We agree with some of the criticisms received. The study was referred to as transversal to emphasize that the patients were evaluated at a single time, transversely, instead of retrospectively or prospectively. However, the most adequate terminology, consistent with all statistical analysis, would be case control. We evaluated whether the presence or absence of disease (adhesive capsulitis) is related or not to exposure (Asian ethnicity or otherwise), correcting the odds ratio for possible confounding factors through a logistic regression. In addition, the purpose of the study was not to assess the prevalence of the disease, but rather the risk of developing it from exposure. It should be emphasized that the risk factor temporality is subject to controversy when choosing between a cross-sectional (defining the prevalence ratio) or a case-control design (defining the odds ratio). Since the studied factor (ethnicity) is intrinsic to the individual and present from birth, both designs were considered possible.

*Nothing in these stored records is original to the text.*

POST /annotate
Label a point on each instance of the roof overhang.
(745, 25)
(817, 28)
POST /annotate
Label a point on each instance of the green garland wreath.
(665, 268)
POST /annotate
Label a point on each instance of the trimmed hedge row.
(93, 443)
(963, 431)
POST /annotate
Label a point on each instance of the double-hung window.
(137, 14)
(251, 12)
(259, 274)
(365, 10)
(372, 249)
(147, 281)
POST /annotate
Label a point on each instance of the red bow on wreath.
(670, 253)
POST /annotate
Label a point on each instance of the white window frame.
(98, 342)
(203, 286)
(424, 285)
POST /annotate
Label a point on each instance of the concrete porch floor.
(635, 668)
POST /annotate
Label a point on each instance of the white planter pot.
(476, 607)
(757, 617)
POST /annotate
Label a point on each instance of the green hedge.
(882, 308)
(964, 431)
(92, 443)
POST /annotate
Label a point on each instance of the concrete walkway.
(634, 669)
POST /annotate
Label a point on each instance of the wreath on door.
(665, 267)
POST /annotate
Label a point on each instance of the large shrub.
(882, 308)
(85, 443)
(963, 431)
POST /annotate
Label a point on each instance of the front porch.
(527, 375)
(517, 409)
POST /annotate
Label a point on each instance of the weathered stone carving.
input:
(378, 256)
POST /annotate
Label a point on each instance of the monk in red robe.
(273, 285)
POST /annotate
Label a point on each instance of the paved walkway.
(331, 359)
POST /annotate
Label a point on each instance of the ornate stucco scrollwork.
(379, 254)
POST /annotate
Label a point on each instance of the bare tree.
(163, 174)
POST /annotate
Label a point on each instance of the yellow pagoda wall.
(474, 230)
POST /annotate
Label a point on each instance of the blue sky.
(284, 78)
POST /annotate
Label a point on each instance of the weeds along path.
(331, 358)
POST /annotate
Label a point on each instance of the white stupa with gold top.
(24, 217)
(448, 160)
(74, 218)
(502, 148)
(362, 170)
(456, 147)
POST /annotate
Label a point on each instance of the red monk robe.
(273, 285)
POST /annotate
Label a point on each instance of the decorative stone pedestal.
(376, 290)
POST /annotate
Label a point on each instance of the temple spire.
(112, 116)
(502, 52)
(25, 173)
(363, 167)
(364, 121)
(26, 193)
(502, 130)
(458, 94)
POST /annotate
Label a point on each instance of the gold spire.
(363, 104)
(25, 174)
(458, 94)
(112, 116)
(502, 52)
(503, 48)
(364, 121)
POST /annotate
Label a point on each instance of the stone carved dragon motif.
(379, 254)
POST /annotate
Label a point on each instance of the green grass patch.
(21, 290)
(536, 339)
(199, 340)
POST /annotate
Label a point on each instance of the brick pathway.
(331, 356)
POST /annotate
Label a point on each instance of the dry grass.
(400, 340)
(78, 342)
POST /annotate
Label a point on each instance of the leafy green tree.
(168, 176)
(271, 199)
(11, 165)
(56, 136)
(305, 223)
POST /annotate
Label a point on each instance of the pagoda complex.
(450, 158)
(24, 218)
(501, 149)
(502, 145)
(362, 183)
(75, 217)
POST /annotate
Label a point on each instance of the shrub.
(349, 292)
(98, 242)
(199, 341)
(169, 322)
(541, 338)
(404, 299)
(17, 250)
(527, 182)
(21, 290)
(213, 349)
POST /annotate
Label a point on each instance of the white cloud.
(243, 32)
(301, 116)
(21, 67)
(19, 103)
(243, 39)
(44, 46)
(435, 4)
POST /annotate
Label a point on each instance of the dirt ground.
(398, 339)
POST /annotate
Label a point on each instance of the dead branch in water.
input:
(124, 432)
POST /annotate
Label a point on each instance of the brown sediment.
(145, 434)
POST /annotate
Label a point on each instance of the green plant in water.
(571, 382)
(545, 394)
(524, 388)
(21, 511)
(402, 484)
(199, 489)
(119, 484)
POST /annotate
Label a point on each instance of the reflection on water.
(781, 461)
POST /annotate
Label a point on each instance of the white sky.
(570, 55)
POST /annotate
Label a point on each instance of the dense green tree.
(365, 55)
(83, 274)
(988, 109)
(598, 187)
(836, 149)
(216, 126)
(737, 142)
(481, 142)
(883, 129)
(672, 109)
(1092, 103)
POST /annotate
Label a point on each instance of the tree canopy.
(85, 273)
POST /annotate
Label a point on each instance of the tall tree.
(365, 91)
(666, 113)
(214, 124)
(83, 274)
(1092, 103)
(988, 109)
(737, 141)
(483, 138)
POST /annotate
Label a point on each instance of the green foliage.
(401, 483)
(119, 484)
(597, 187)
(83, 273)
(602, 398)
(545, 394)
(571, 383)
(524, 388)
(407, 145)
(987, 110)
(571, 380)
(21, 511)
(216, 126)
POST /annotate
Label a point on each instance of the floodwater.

Moreover, we agree that some forms of statistical analysis may overestimate the differences between groups. However, this would be especially worrisome if the risk was marginal, not robust as demonstrated by our data. An analysis using prevalence ratio instead of odds ratio would reduce the uncorrected risk from 4.2 to 3.6, which is still higher than the one reported for hypothyroidism,5 hyperthyroidism,6 birth in the British Isles, and in some studies on diabetes.3,7 Finally, we emphasize that the methodology used in our study (logistic regression and odds ratio exposure) is similar to the one reported by Wang et al3 in an article published in the Journal of Shoulder and Elbow, the most prestigious publication in the field of shoulder and elbow surgery.
As such, despite the limitations inherent to observational studies, we are convinced that the Asian ethnicity should become part of the risk factors to be considered in a patient with joint pain and shoulder stiffness.